Merge ~dojordan/cloud-init:azuretimeouts into cloud-init:master

Proposed by Douglas Jordan
Status: Merged
Approved by: Chad Smith
Approved revision: dd1023fcc4f2930896deec003939f81f3127ee58
Merge reported by: Chad Smith
Merged at revision: 2d618e27687470a8a3649f44598819bdee8cdb03
Proposed branch: ~dojordan/cloud-init:azuretimeouts
Merge into: cloud-init:master
Diff against target: 172 lines (+24/-42)
3 files modified
cloudinit/sources/DataSourceAzure.py (+9/-22)
cloudinit/url_helper.py (+8/-5)
tests/unittests/test_datasource/test_azure.py (+7/-15)
Reviewer Review Type Date Requested Status
Chad Smith Approve
Server Team CI bot continuous-integration Approve
Review via email: mp+340546@code.launchpad.net

Commit message

Reduce AzurePreprovisioning HTTP timeouts.

Reducing timeout to 1 second as IMDS responds within a handful
of milliseconds.

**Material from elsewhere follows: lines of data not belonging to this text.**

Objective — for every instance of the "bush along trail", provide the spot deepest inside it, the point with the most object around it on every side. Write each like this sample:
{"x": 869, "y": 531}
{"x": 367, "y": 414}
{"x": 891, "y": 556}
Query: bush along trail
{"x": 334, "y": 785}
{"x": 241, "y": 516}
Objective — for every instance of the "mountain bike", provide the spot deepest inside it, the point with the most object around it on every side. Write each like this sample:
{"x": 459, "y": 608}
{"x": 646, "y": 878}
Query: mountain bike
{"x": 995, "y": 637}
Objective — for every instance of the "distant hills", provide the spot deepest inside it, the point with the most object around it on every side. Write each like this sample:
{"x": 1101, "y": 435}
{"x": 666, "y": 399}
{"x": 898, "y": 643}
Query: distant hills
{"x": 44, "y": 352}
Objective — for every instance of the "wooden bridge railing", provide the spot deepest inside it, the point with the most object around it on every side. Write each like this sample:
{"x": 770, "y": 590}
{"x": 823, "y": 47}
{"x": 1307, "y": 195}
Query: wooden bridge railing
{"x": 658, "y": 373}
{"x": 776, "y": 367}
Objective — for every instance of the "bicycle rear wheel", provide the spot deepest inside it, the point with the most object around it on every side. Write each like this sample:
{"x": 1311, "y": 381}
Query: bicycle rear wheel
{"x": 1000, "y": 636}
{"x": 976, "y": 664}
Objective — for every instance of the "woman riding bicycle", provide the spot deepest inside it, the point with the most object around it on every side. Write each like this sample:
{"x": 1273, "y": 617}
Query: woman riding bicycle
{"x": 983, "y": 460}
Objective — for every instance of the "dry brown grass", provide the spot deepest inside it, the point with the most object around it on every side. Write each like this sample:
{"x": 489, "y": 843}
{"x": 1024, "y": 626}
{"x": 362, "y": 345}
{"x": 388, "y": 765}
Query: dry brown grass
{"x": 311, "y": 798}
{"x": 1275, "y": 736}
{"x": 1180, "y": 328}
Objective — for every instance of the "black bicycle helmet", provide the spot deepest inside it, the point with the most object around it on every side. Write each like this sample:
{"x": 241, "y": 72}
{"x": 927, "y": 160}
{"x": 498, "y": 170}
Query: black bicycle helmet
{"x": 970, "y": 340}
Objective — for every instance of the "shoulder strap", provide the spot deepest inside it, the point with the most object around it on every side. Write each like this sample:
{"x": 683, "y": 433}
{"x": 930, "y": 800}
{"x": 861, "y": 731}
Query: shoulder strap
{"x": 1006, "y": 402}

Also get rid of max_retries to prevent exiting
out of polling loop early due to IMDS outage / upgrade.

Reduce Azure PreProvisioning HTTP timeouts during polling to
avoid waiting an extra minute.

LP: #1752977

Description of the change

During Azure preprovisioning, the platform owned VM gets into a polling loop while we are waiting for the reprovsioning data file (the customer's ovf_env.xml). If the VM moves from one vnet to another, we will get a timeout exception on the request to IMDS and thus need to re-dhcp to get the new IP and network configuration. Currently, that timeout is 60seconds, and upon further testing IMDS responds within 5-20 milliseconds so we propose moving the timeout to 1 second in order to speed up the total deployment time for the customer.

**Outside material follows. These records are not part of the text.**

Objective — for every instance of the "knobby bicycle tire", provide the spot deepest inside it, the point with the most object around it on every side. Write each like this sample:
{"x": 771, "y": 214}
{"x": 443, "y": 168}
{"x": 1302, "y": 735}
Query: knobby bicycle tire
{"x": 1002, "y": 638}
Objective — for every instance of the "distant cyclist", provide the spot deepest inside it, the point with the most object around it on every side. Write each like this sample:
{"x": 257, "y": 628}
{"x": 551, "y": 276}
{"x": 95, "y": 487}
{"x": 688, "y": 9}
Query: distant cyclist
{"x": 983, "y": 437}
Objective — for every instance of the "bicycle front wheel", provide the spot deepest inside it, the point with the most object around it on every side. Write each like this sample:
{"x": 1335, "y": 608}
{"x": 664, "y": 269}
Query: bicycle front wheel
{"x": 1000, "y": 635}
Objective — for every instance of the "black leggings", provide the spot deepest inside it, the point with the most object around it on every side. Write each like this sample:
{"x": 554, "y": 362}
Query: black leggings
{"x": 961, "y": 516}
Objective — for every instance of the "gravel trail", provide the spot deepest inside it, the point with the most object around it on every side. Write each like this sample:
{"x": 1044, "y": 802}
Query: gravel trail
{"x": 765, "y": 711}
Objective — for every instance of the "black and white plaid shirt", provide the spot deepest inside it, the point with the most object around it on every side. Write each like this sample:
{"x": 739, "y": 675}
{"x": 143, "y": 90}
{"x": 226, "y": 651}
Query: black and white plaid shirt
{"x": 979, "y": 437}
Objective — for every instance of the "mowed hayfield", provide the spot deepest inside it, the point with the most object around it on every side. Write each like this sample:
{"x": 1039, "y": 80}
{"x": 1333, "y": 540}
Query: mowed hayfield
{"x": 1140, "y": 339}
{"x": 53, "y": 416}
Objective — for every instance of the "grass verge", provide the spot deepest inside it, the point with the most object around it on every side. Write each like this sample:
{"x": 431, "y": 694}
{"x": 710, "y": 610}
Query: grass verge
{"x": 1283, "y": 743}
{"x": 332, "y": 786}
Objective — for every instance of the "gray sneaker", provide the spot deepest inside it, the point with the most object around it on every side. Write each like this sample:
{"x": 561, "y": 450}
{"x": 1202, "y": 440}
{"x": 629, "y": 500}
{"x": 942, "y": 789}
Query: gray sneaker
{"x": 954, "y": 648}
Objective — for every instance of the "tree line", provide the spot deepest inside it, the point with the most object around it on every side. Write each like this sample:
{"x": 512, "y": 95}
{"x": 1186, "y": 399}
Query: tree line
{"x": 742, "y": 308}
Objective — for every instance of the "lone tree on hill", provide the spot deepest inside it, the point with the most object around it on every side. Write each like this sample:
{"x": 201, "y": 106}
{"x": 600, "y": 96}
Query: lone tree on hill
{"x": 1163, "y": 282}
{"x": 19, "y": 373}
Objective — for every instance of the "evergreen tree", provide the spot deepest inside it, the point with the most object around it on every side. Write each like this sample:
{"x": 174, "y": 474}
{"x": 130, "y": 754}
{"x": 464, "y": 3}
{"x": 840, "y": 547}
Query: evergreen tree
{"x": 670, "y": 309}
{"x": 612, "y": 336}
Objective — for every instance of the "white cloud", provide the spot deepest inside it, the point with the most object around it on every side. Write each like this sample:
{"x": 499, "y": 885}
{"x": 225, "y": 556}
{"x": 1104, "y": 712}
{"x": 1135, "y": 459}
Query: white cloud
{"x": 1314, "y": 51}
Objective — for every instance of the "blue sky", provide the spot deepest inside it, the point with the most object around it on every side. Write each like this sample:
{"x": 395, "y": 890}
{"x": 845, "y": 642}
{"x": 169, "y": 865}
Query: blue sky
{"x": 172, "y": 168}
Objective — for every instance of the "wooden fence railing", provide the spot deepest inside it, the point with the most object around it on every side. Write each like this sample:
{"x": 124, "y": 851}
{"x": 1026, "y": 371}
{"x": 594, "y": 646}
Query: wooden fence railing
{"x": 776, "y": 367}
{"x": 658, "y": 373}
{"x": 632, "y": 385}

In addition, due to IMDS server updates there is a chance it will be unreachable. If it is, then we could be re-dhcping multiple times, and it is possible to hit the current limit (5) especially with a max retry of 5. That would put the VM in an effectively useless state where it would not be possible to recover. We propose removing the max dhcp retry count for preprovisioning.

To post a comment you must log in.
Revision history for this message
Server Team CI bot (server-team-bot) wrote :

PASSED: Continuous integration, rev:04aa0f7174907789163dea204cd8053f72bc1b1e
https://jenkins.ubuntu.com/server/job/cloud-init-ci/810/
Executed test runs:
    SUCCESS: Checkout
    SUCCESS: Unit & Style Tests
    SUCCESS: Ubuntu LTS: Build
    SUCCESS: Ubuntu LTS: Integration
    SUCCESS: MAAS Compatability Testing
    IN_PROGRESS: Declarative: Post Actions

Click here to trigger a rebuild:
https://jenkins.ubuntu.com/server/job/cloud-init-ci/810/rebuild

review: Approve (continuous-integration)
Revision history for this message
Chad Smith (chad.smith) wrote :

Thanks for this Douglas.

   Now that timeouts are 1 second instead of 1 minute, let's drop that logging on exception as this will generate a high-frequency of these logs where the only real value is to see how long we were in the polling stage.

Let's instead add bookend comments for entrance into IMDS polling and exit from that Polling loop.
Then we'll easily see how long we waited in that preprovisioning state once instances do finally provision.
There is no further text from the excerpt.